Russian Stocks Advance as Apple Profit Surges, Ruble Strengthens
Russian stocks advanced the most in a week as Apple Inc.’s better-than-expected quarterly results helped lift stock prices globally and the ruble surged to its strongest level in more than two months.
The 30-stock Micex Index (INDEXCF) rose 0.9 percent to 1,501.52 by 12:04 p.m. in Moscow, heading for its biggest daily advance since Jan. 17. OAO Sberbank (SBER) and VTB Group (VTBR), the country’s two largest banks, increased as ruble surged to 30.6332 per dollar, its strongest level since Nov. 15. The dollar-denominated RTS Index added 1.5 percent to 1,538.05, poised for its highest close since Dec. 5.
European and Asian stocks rose today after Apple’s quarterly profit more than doubled, beating analyst estimates, and as investors awaited the U.S. Federal Open Market Committee’s forecasts for its key interest rate. Brent oil for March settlement on the London-based ICE Futures Europe exchange was at $110.25 a barrel, up 25 cents.
“Global markets are driving Russian indexes higher as investors look more upbeat after Apple results exceeded estimates,” Alexander Zakharov, head of international equity sales at Finam Investment Co, in Moscow, said by e-mail. “We could expect some fund inflows into equities since the stocks are cheap and most of the bad news related to a possible recession in Europe and a slowdown in the world economy is priced in.”

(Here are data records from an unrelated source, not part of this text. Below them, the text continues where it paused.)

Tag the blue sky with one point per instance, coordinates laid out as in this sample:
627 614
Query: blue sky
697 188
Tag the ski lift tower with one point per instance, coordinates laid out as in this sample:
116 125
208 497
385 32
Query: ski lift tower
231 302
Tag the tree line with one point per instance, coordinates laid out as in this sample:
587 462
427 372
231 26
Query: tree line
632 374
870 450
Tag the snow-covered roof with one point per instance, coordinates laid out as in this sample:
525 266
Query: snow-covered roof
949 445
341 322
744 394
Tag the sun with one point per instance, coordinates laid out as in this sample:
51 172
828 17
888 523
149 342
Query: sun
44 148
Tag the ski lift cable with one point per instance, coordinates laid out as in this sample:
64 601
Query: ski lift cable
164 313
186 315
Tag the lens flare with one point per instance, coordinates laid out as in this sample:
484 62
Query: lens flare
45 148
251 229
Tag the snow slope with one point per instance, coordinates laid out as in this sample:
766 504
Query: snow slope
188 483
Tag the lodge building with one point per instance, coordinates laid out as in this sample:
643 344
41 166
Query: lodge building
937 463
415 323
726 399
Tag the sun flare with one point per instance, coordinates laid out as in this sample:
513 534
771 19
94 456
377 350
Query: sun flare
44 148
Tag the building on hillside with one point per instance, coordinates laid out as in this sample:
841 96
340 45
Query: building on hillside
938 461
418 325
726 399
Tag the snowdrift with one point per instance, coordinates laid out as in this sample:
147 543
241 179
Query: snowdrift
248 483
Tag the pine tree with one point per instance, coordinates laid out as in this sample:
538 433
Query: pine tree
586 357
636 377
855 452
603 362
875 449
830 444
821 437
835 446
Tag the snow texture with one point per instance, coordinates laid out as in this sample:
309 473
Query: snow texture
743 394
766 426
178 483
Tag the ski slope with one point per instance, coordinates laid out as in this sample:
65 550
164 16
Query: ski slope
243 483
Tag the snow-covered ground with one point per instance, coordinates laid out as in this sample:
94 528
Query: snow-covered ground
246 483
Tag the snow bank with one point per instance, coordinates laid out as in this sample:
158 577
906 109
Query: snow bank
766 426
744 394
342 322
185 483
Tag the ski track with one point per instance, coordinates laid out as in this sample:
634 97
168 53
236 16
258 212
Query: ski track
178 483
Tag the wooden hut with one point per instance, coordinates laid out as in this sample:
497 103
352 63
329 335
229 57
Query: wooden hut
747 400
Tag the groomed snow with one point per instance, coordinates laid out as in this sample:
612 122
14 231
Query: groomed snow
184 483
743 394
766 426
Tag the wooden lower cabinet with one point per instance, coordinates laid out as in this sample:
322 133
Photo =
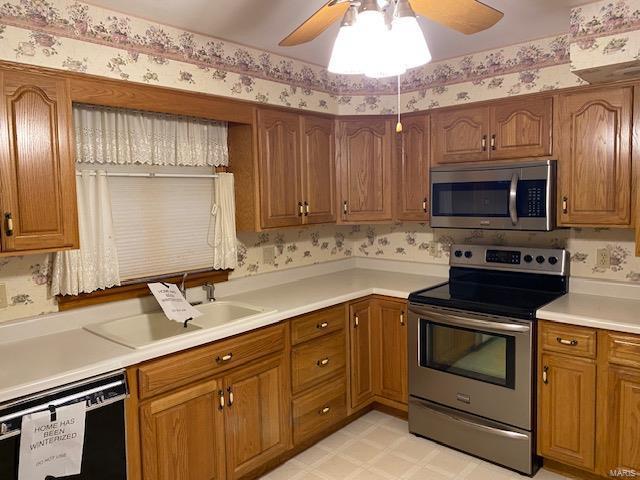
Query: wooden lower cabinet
568 410
182 435
257 415
391 350
589 408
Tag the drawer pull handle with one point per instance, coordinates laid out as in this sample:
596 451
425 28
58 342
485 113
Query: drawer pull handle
224 358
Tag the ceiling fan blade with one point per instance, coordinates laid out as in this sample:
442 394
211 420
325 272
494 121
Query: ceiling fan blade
317 23
466 16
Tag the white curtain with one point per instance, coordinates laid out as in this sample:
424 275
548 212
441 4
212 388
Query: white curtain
223 212
95 265
129 137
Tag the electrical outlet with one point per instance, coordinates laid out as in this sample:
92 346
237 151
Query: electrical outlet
269 255
3 296
603 258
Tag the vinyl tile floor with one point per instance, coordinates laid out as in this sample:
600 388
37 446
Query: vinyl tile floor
379 447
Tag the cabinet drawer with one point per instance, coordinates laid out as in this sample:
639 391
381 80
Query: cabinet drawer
624 349
569 339
316 361
317 324
182 368
318 409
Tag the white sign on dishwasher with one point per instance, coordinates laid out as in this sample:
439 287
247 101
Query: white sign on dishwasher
51 443
173 304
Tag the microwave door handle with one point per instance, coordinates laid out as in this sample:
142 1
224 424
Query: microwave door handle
513 197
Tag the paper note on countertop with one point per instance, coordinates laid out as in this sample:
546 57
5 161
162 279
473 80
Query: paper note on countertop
52 448
173 304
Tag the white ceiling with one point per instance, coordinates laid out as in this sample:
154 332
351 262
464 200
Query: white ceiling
263 23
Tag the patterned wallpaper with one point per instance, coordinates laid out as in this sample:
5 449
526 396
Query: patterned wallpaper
27 277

Sberbank jumped 2.7 percent, the biggest advance in the Micex Index today, to 87.27 rubles, heading for its strongest close since Dec. 5. VTB advanced 1.6 percent to 6.652 kopeks, poised for its highest level since Dec. 8.
Rosneft (ROSN), Russia’s largest oil company, rose 0.4 percent to 229.60 rubles, while OAO Gazprom (GAZP), the state-controlled gas export monopoly, jumped 1.3 percent to 185.50 rubles, erasing yesterday’s 0.5 percent drop.
The Micex is up 7.1 percent this year and trades at 5.7 times analysts’ earnings estimates for member companies.
The gauge retreated 17 percent in 2011, compared with an 18 percent drop for Brazil’s Bovespa index, which is valued at 9.9 times estimated earnings, according to data compiled by Bloomberg. The Shanghai Composite Index trades at 9.6 times estimated earnings, and the BSE India Sensitive Index has a ratio of 15.1.